DigiKev: website design and digital spaces

DigiKev

What makes a website user friendly?

Flash movies, subtle gradients, iconography. All just dressing up right? The small things. It is all about the small things that make a website stand out from the rest and usually it is these items that get overlooked by the web visitor, taken for granted even. Without them they would soon leave in a frustrated state never to return again. So what are these small things?

Well. The small things are the little buttons that lurk around in specific areas of a website to allow visitors to get around the page, section, interface more easily. Unfortunately many websites will only use a handful of them. The outstanding websites will use all the necessary little buttons. Why do I say necessary? It would be pointless for a mini site to use a breadcrumb trail. So there will always be exceptions.

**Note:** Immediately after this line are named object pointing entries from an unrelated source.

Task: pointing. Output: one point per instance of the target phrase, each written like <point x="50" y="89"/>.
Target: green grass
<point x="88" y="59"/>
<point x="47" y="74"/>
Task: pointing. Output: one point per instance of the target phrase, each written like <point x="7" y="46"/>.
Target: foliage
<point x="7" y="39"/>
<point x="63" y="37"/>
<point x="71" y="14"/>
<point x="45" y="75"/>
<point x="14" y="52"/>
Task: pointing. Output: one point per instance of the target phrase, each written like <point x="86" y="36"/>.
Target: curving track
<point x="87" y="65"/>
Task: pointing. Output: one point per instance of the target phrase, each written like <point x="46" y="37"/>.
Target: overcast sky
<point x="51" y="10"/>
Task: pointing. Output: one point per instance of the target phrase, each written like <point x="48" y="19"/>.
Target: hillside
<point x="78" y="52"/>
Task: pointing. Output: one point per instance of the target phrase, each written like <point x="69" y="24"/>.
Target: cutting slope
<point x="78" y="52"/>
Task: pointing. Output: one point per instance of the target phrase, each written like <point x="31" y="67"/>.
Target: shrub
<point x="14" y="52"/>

So let us take a look at the small things:

Skip to content

This is also sometimes called ‘skip navigation’ and is known throughout the web standards community as an item that should be applied for enabling users with disabilities to skip past the navigation menu to the main content of the page without having to hear the list of links when using a screen reader. Imagine listening to the possible pages you could visit every time you visit a new page on the website? Bored? Yes.

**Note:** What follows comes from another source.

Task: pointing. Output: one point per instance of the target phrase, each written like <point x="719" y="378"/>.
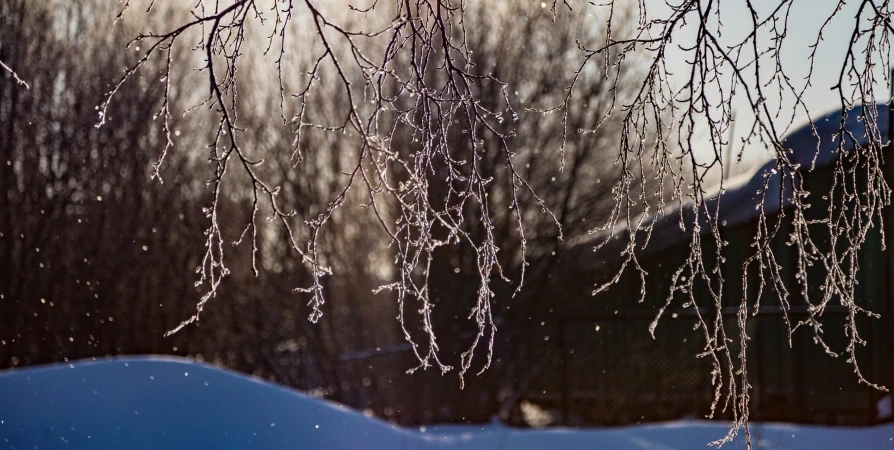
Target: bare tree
<point x="413" y="77"/>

The skip content feature is usually hidden away from the visual website version, possibly deemed as inappropriate for able users or perhaps visually ugly.

However it is useful for able users viewing the website visually. Some websites may make use of horizontal advertising blocks underneath the menu or possibly some kind of Flash movie. This allows the user to navigate past this quickly and easily without having to manually scroll past advertisements and other guff (in the visitors’ eyes). This is one that isn’t always necessary but should be considered more by user interface designers.

Breadcrumb trails

Where you are and what section you are in with a quick glance at how deep into the website you have burrowed yourself. This is what the breadcrumb achieves. The highly effective feature allows visitors to be able to orientate themselves and navigate back through a section with ease. As mentioned before, unless the website has multiple sections with several pages deep within a folder directory a breadcrumb trail is pointless. For juggernaughts packed full of information, missing off a breadcrumb trail feature will leave many visitors bewildered.

Top of page

Website pages can be long and packed full of information. Take a privacy policy or legal page for instance. Plenty of meat there. Once a visitor has been brave enough to read right to the bottom of the page it is only polite to add a nice little button that allows them to jump right to the top of the page again, you know, where the navigation is?

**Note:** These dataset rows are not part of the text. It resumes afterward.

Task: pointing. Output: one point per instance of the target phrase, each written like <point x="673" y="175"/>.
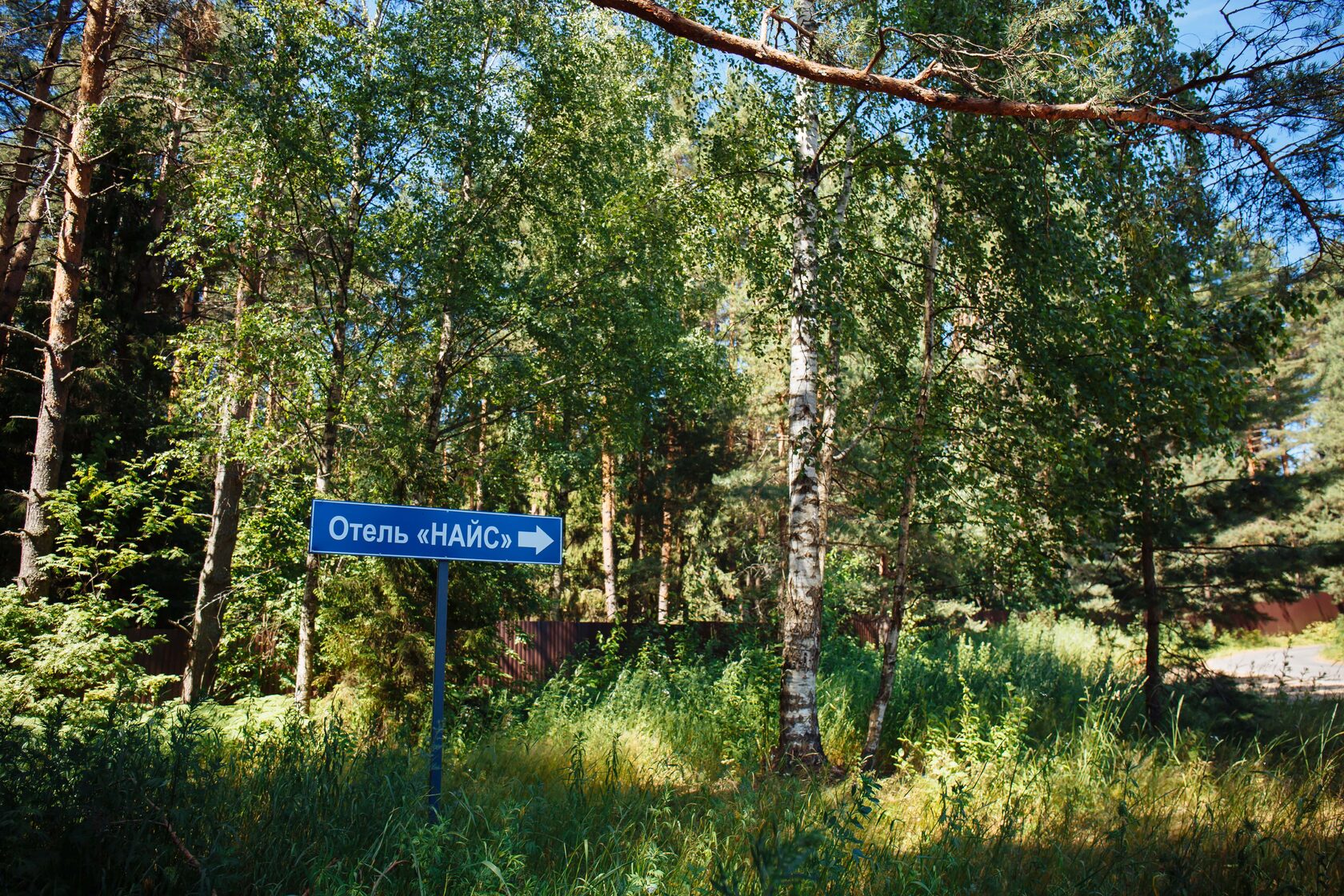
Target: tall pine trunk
<point x="26" y="241"/>
<point x="800" y="735"/>
<point x="23" y="167"/>
<point x="901" y="577"/>
<point x="613" y="607"/>
<point x="306" y="658"/>
<point x="327" y="452"/>
<point x="217" y="573"/>
<point x="102" y="26"/>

There are also certain documents where there is lots of individual information. Let’s take a facts and questions page for instance. We are viewing lots of individual chunks of information on one page. With a layout like this it is beneficial to make sure there is a ‘top of page’ button after each content block as the visitor is highly unlikely to be sifting through the whole page. They will grab the information that they need, possibly from the middle of the document and then want to go elsewhere. Make it easy for them and allow quick transit to the navigation menu.

Anchor points

Again, we will be taking the previous example of the facts and questions page. Forcing the visitor to sift through all the individual content blocks in order to find the information they’re looking for will prove unfruitful. They just won’t. Provide a block of links towards the top of the page that link to anchor points within the document. This coupled with the ‘top of page’ links creates a usable system. Of course if the page is so gargantuan that you would need anchor points to get around the link block then you should look at bringing in a search query form. See below.

Search query form

Some visitors to a website may want something very niche to your service and something out of the ordinary. Such people will probably not be catered for in the main navigation structure. They may not be catered for at all. Let them search by keywords by providing a search query function. They can then get a list of results from pages that contain that particular keyword of phrase. Alternatively they will not find a result to their query. Clever search queries will supply alternatives or ask the visitor to complete a form suggesting an addition to the website content.

Back button

In addition to the breadcrumb trail, or in some case instead of to simply allow the visitor to navigate their way back to the section home page rather than having to jump through hoops within the navigational structure.


2 comments

Peter Lewis

Gravatar

My pet hate with some websites has to be when they specify the text colour in CSS and assume that you have your desktop colour scheme set to use a white background.

Please, web designers, if you're going to set the colour of the text, set the colour of the text background too.

This site is rather nice though. Yay dark backgrounds!


DigiKev

Gravatar

A very valid point Peter, and thank you for your first comment on DigiKev. What Peter points out is a massive oversight by many web designers. I think unfortunately it is a level 3 accessibility requirement for AAA conformance and many websites aim for A or AA. I have a habit of whenever I set a background colour or font colour making sure the two are coupled.

However, I think the DigiKev site uses an inherit facility which basically adopts the colour from the parent style for that section. It is better practice to specify the colour explicitly as some browsers don't deal with inheriting the way they should.

Glad you like the colour scheme Peter.